Гатал говорит на смыслянском со странным акцентом, усиливает шипящие согласные, напомнив Роману знакомого польского шьпекулянта. Понятно, что учился языку не у вильцев. Акчей тоже слегка присвистывает в разговоре, но не так заметно. Костёр, разложенный в специальном очаге, слишком силён для моросящего мелкого дождя, а собеседники укрыты от холодных капель навесом. Вождь сбродников говорит, не поворачиваясь к Роману, смотрит в пламя, ищет поддержки в потоке раскалённого воздуха.

— Я потерял землю, сражаясь за которую пали почти все мои люди. Из тех, кто пришёл со мной, уцелело два десятка, из них только половина — мужчины. Потерял любимую женщину, достаток и положение. Остались меч, честь и горстка измученных людей.

Ты вышел на наш берег год назад, один — зверя твоего не считаю. Сегодня ты приютил в своём селении то, что осталось от моего народа. Когда Акчей вернулся и принёс вести о наших детях, я не поверил, что они остались свободными, но парень настоящий воин, врать не умеет. Он пришёл в доспехах, за которые любой вождь отдаст любимую жену, с драгоценным оружием и новыми боевыми ухватками. Я задумался. Мы всегда жили по закону силы, который велит забрать у слабого то, что он не способен защитить. Забирали всё, до чего могли дотянуться наши руки, слабые сопротивлялись, глупцы, — теряли жизнь и свободу. Но и наша сила убывала — незаметно, совсем чуть — чуть, пока не приплыла из‑за моря рать, которая отняла всё у нас самих.

В костре прогорело и обрушилось толстое полено, навстречу падающей с тёмного неба воде взметнулся сноп искр. Роман подбросил в огонь ещё дров — слушать Гатала оказалось интересно — пришлый разбойник неожиданно оказался умным собеседником.

— Ты можешь одолеть в бою десяток опытных воинов. Но не отбираешь, а отдаёшь. Можно подумать — это глупость дикаря, который не знает ценности вещей и законов мира. Но отданное вернулось к тебе многократно. И я стал догадываться, что глупый дикарь это я, а ты удачлив и знаешь верный путь.

Гатал выставил ладонь под дождь, посмотрел, как капли стекают по мозолистой коже.

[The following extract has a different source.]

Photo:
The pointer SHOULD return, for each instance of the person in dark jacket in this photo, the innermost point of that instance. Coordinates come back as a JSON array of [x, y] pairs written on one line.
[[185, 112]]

— Я должен заботиться об остатках моего народа. Но не справляюсь. Возьми нас к себе. Акчей рассказывал, как здесь живут. Работать как простолюдин и готовиться сражаться, будто дружинник — тяжело, но он говорит — потом становится легче. Большая часть моих людей — простолюдины, которым пришлось сражаться. Остальные — воины, которым пришлось немало поработать, мы справимся и поверь, сумеем отплатить добром, хоть не имеем сейчас ничего, кроме нас самих.